Я сбегала в Шуршащий лес, чтоб успокоиться, укрепиться душой, забыть о мелких домашних заботах и записанном на бересте пророчестве, посулившем меня Некрасу.
Кузов быстро набился грибами, ладными, как на подбор. Шляпка к шляпке, ножки крепкие, толстые. Такие и в засол, и в варево, и сушиться бусами возле печи. Добрая добыча, во благо.
Мне б уже и уйти восвояси, земно поклонившись щедрому лесу, как мелькнуло в кустах холодным и снежным на лиственном золотом ковре.
В ложе из примятого мха покоился светлый обруч. Серебряное сплетение нитей окружало, сжимало синь калаига, излучавшего внутренний свет. Дальше нити разбегались, что змеи, свивались в защитные знаки, в тонкое, звонкое кружево. Чужеродная работа в здешних краях, не нашими умельцами сотворённая.
Глаз не оторвать, пальцы не разжать!
Что за витязь заглянул в Шуршащий лес? Отчего стряхнул с руки дивный обруч? Неужели испугался змеиного царства?
Змеи шелестели в палой листве, выискивали тёплые камни, разогретые стареющим солнцем. Осень, пора забиваться норы, свиваться в тугие клубки, чтобы вместе переждать лихие морозы. Кто разменяет лютую злобу в попытке покарать человека – на возможность погреться в последний раз? Кто рискнёт без повода укусить, ведь нарушивший закон изгоняется вон и теряет проход в зимовье?
Я ещё раз оглядела поляну, обошла деревья и ближний утёс. Не лежит на земле мёртвый воин, ни веточки сломанной, ни листвы примятой. Только мои дурные следы да свежие пенёчки грибные.
Не бился со змеями витязь в дивном осеннем лесу. Обронил украшение да пошёл себе дальше, сразу не заметив пропажи. Интересно, был ли он высок и строен? Был ли могуч и хорош собой? Княжич ли, богатый купец? Или спешащий на бой дружинник?
Рисовались мне разные лики, когда поднимала с листвы обручье, когда примеряла его на запястье. Будто суженый здесь прошёл, оставил весточку: я вернусь!

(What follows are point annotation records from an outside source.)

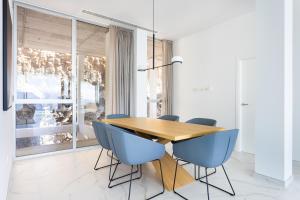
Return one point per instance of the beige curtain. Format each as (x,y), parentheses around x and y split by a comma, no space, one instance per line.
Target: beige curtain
(167,78)
(120,92)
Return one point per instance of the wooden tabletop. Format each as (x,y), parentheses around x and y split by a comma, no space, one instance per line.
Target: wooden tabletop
(169,130)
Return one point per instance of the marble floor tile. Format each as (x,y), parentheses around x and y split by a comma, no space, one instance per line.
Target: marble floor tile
(71,176)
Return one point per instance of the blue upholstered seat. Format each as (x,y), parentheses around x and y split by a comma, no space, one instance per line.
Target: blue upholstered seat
(169,117)
(202,121)
(208,151)
(115,116)
(100,132)
(101,136)
(133,150)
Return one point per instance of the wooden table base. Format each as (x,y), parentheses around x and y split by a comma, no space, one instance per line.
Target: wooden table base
(168,164)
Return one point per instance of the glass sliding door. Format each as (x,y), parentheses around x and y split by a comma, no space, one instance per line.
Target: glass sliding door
(91,64)
(44,105)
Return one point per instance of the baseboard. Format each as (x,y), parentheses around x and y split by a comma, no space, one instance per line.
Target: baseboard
(296,163)
(275,181)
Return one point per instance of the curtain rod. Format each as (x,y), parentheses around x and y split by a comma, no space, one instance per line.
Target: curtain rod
(116,20)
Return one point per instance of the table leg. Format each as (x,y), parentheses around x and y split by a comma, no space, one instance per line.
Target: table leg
(168,164)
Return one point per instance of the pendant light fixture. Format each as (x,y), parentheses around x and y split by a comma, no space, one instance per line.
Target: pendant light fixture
(175,59)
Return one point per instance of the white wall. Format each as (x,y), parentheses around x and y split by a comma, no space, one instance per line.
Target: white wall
(274,92)
(205,84)
(6,132)
(296,136)
(141,77)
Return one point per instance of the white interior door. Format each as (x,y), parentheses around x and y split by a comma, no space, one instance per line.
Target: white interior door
(247,104)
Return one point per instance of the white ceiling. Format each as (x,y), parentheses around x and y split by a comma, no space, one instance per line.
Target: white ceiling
(174,18)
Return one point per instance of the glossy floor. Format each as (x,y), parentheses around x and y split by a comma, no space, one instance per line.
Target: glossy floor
(71,177)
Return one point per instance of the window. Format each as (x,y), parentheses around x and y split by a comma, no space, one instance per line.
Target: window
(44,107)
(56,101)
(91,64)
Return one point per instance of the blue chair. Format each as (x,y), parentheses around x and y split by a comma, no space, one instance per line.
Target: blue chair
(101,137)
(133,150)
(206,122)
(169,117)
(116,116)
(212,151)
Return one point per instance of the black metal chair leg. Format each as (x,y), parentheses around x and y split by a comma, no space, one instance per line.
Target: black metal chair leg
(130,182)
(207,188)
(175,182)
(231,194)
(201,177)
(97,168)
(113,179)
(162,182)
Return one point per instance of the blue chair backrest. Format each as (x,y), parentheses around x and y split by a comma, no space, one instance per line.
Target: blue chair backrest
(131,149)
(101,135)
(202,121)
(207,151)
(169,117)
(116,116)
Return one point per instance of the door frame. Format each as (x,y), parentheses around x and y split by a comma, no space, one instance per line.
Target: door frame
(238,112)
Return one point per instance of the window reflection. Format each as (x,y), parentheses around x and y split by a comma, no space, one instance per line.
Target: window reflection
(40,125)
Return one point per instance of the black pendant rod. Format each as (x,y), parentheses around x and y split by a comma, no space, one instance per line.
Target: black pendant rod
(153,50)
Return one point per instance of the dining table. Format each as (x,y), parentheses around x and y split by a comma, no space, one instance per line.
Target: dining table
(164,131)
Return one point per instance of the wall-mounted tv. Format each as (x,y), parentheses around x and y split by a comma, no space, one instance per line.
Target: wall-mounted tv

Ах, как сладко мечталось в осеннем лесу. Рисовались картины неслучившейся встречи. Как пою ему песни под Чёрной горой, как угощаю пирогом капустным…
Змеи поднимали треугольные головы, стреляли раздвоенными языками, дивясь моим песням и глупым мечтам. Танцевали в опавшей листве, будто подружки на свадьбе.
Только обруч оказался великоват, норовил соскользнуть с руки.
Что ж, придётся носить на предплечье, скрывая под рукавом. Да и пред кем серебром бахвалиться? Чужеродным, чужестранным обручьем, найденным подле Чёрной горы? Сестра придёт в ужас, Некрас взъярится… Беляна, того и гляди, проклянёт.